We can now create midway faces! Using the labeled correspondence points, I ran the Delaunay algorithm to create triangular regions.
We can now use the triangles to create midway faces! We first warp the face shape to an average shape. This involves averaging the correspondence points across both images, then computing a triangulation for the average points. This enables us to compute a transformation matrix between the average shape and the shapes of both images. Using this transformation matrix to inverse warp color values from each of the two source images, we can then average the two values per pixel in order to cross-dissolve the images.
There are some pretty noticeable differences between each of the two images. Relative to me (Geoffrey), Vincent's mouth is more open (less teeth), and his eyes are tilted upwards. Sadie has long hair. These differences lead to slight discrepencies in the midway images that may not look super natural. The majority of the features across the faces do seem to be properly morphed together though! I got a slightly more natural-looking result from these two EECS faculty members:
With a very similar process used to compute midway faces, we can now create a morph animation between two faces! Instead of one average image, we now make 50 intermediate images, each warping and cross-dissolving an incremental amount between the two images. The results use 1/50 increments for warping and cross-dissolve, leading to 50 frames. This creates a seamless transition between each source image to destination image.
Now, given a large amount of labeled faces from a popuation, we can get the average face. Similar to part 2 when we computed the midway face between two images, we can scale this process for hundreds of images. We first find the average set of points to compute Delaunay triangles, then warp each image's triangluation to the average triangulation we just computed. Then using the same inverse warping process to extract pixel values from each of the hundreds of images, we can average all of those values per pixel to get the "mean face" of the population! I used the FEI dataset to compute the average face and separated the population into smiling and neutral expressions. We can see that the area around the faces is pretty blurry, likely due to how the images have greatly varying backgrounds and details outside the facial region.
Taking a closer look at individual images within the datset, we can warp an image to the average facial expression for the corresponding subpopulation.

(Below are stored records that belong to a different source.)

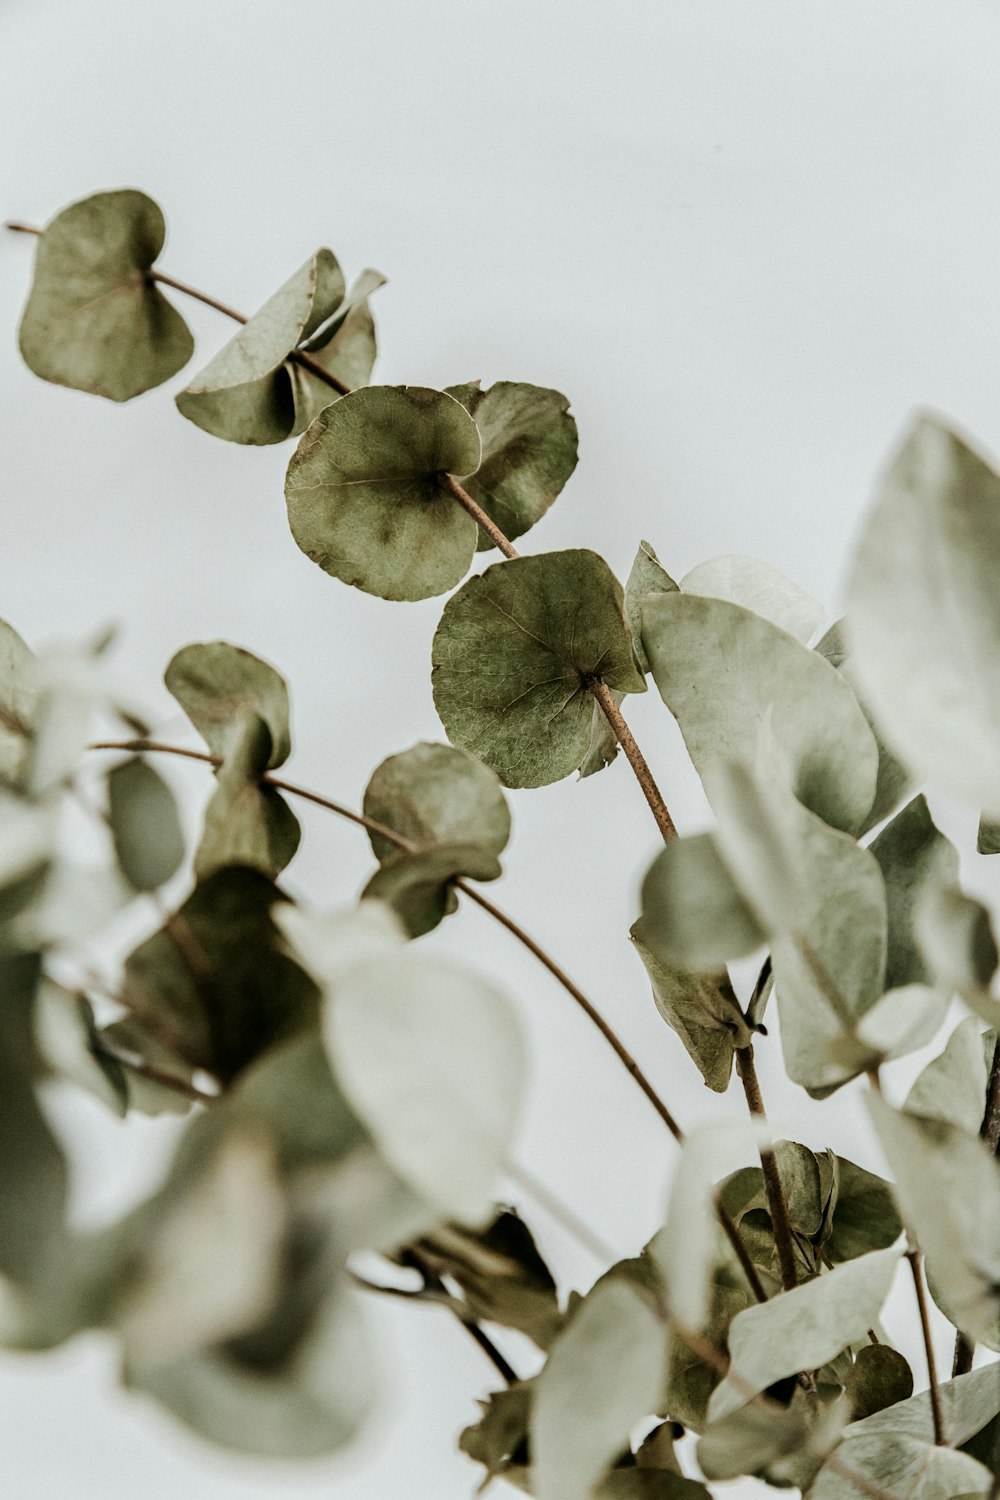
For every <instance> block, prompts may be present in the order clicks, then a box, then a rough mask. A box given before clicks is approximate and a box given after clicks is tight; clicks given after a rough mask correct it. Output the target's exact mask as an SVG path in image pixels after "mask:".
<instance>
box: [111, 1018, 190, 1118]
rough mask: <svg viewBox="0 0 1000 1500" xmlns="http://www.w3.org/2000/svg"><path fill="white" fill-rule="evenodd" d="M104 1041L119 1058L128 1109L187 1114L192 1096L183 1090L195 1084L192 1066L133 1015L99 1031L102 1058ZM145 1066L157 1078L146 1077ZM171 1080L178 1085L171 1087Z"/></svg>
mask: <svg viewBox="0 0 1000 1500" xmlns="http://www.w3.org/2000/svg"><path fill="white" fill-rule="evenodd" d="M102 1043H106V1044H108V1046H109V1047H111V1049H112V1052H114V1055H115V1059H120V1061H118V1062H117V1064H115V1067H117V1070H118V1077H120V1080H121V1086H123V1089H124V1100H126V1107H127V1109H130V1110H138V1112H139V1115H186V1113H187V1112H189V1110H190V1104H192V1100H190V1095H189V1094H184V1092H183V1091H184V1089H186V1088H190V1085H192V1079H193V1068H192V1067H190V1065H189V1064H186V1062H183V1061H181V1059H180V1058H177V1056H175V1055H174V1053H172V1052H169V1049H166V1047H163V1046H162V1044H160V1043H157V1041H156V1038H154V1037H150V1035H148V1032H145V1031H142V1028H141V1026H139V1025H138V1023H136V1022H135V1020H132V1017H130V1016H126V1017H124V1019H123V1020H120V1022H111V1025H109V1026H103V1028H102V1029H100V1031H99V1032H97V1038H96V1049H97V1056H99V1058H100V1056H102V1053H100V1046H102ZM145 1068H148V1070H150V1074H156V1076H157V1077H151V1076H145V1074H144V1071H142V1070H145ZM160 1080H162V1082H160ZM172 1080H175V1083H177V1086H175V1088H171V1082H172Z"/></svg>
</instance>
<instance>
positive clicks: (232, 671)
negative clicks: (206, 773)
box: [163, 640, 291, 769]
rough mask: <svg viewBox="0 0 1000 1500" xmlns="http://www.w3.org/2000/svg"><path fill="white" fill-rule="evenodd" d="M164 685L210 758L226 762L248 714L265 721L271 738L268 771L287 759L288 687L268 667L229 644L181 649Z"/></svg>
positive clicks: (237, 647)
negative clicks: (210, 757) (270, 748)
mask: <svg viewBox="0 0 1000 1500" xmlns="http://www.w3.org/2000/svg"><path fill="white" fill-rule="evenodd" d="M163 681H165V682H166V687H168V690H169V691H171V693H172V694H174V697H175V699H177V702H178V703H180V706H181V708H183V709H184V712H186V714H187V717H189V718H190V721H192V724H193V726H195V729H196V730H198V733H199V735H201V736H202V739H204V741H205V744H207V745H208V748H210V750H211V751H213V754H217V756H219V757H220V759H223V760H225V757H226V756H228V754H229V753H231V751H232V750H234V748H235V745H237V744H238V741H240V739H241V736H243V715H244V714H246V712H247V711H249V712H253V714H258V717H259V718H262V720H264V723H265V724H267V729H268V732H270V736H271V751H270V756H268V760H267V768H268V769H274V766H279V765H282V763H283V762H285V760H286V759H288V756H289V751H291V735H289V729H288V687H286V685H285V679H283V678H282V676H280V673H277V672H276V670H274V667H273V666H268V663H267V661H261V658H259V657H255V655H253V654H252V652H250V651H244V649H243V648H241V646H232V645H229V642H228V640H208V642H198V643H195V645H190V646H183V648H181V649H180V651H178V652H177V654H175V655H174V657H172V658H171V661H169V664H168V667H166V672H165V673H163Z"/></svg>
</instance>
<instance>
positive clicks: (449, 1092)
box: [324, 951, 525, 1226]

Keep in mind the average of all of the warped faces led us to our "mean faces" earlier.
We can go even further with this and morph my own face with the average face of the FEI dataset. Since I'm smiling in my photo, I chose to morph with the smiling subpopulation. These are the results of morphing my face to the average smile, and morphing the average smile to my face.
Again using the FEI dataset mean faces, we can produce caricatures through extrapolation. By giving the correlation points in my image a weight of 1.5 and the correlation points in the average FEI smile a weight of -0.5, I can warp my face into an image that more heavily accentuates the features of my face compared to the FEI dataset smiles. Since the dataset is composed to Brazilian faces and I'm Chinese, the resulting image definitely exaggerates the differences.
The FEI dataset conveniently allowed us to compute the average neutral facial expression. Since the current image of myself is smiling, we can use that to wipe off my smile. We can achieve this with a direct warp with the average neutral expression. However, we can go further and cross dissolve with the average neutral expression (which just morphs the appearance). Combining the two both removes my smile and changes my appearance to be closer to Brazilian. Since the neutral expression generally involves no teeth and my original image has teeth, there will still be remnants of them in the morphed image.